Chile aprova projeto de lei sobre aborto

Um grupo de mulheres se prepara para entrar na Câmara de Deputados para presenciar a sessão na qual foi aprovado o projeto de lei que despenaliza o aborto em três situações, no dia 17 deste mês, na cidade de Valparaíso, sede do parlamento chileno, a 45 quilômetros de Santiago. Foto: Fátima Castro/IPS
Um grupo de mulheres se prepara para entrar na Câmara de Deputados para presenciar a sessão na qual foi aprovado o projeto de lei que despenaliza o aborto em três situações, no dia 17 deste mês, na cidade de Valparaíso, sede do parlamento chileno, a 45 quilômetros de Santiago. Foto: Fátima Castro/IPS

Por Marianela Jarroud, da IPS – 

Santiago, Chile, 23/3/2016 – Após 26 anos de democracia e 14 longos meses de intenso debate com tons ideológicos, o parlamento do Chile aprovou, no dia 17 deste mês, em primeira votação, o projeto de lei que despenaliza o aborto em três situações: risco de vida para a mãe, inviabilidade fetal e violação.
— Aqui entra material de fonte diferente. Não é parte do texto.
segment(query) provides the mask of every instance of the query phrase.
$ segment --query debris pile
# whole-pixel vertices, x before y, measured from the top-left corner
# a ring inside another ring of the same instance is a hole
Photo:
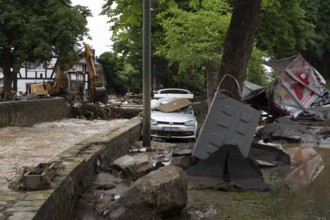
[[[108,102],[117,106],[121,104],[132,104],[132,105],[143,104],[142,94],[135,94],[132,92],[126,93],[124,96],[110,95]]]
[[[45,190],[53,186],[53,178],[63,167],[56,163],[39,163],[36,167],[23,167],[15,177],[7,179],[14,190]]]
[[[123,109],[115,105],[102,103],[72,103],[70,115],[73,118],[87,120],[130,119],[140,114],[141,109]]]
[[[268,112],[273,117],[309,117],[313,120],[327,120],[315,112],[312,106],[330,103],[330,95],[322,75],[301,55],[265,63],[280,72],[270,88],[263,88],[246,82],[243,101]]]
[[[93,213],[94,219],[162,219],[175,216],[187,205],[187,179],[179,165],[170,165],[172,157],[192,152],[192,147],[152,142],[145,149],[141,142],[129,154],[114,161],[99,157],[97,175],[91,190],[77,201],[77,219]],[[189,150],[190,149],[190,150]],[[105,165],[109,164],[109,165]],[[95,212],[94,212],[95,210]]]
Mas persistem ameaças ao projeto, que pode ser cerceado no Senado, ou mesmo invalidado, total ou parcialmente, pelo Tribunal Constitucional.

“Este é um passo histórico, que busca vencer os que por tantos anos tentaram impor uma única posição a partir do conservadorismo, de suas opções pessoais”, destacou à IPS a deputada comunista Karol Cariola. “Esse passo contribui para despenalizar as mulheres, que hoje são tratadas como criminosas quando expostas a situações como violação, a tortura de ter no ventre com um feto que sabem que nascerá e morrerá, ou como o fato de colocar em risco sua vida quando uma gravidez tem complicação”, acrescentou.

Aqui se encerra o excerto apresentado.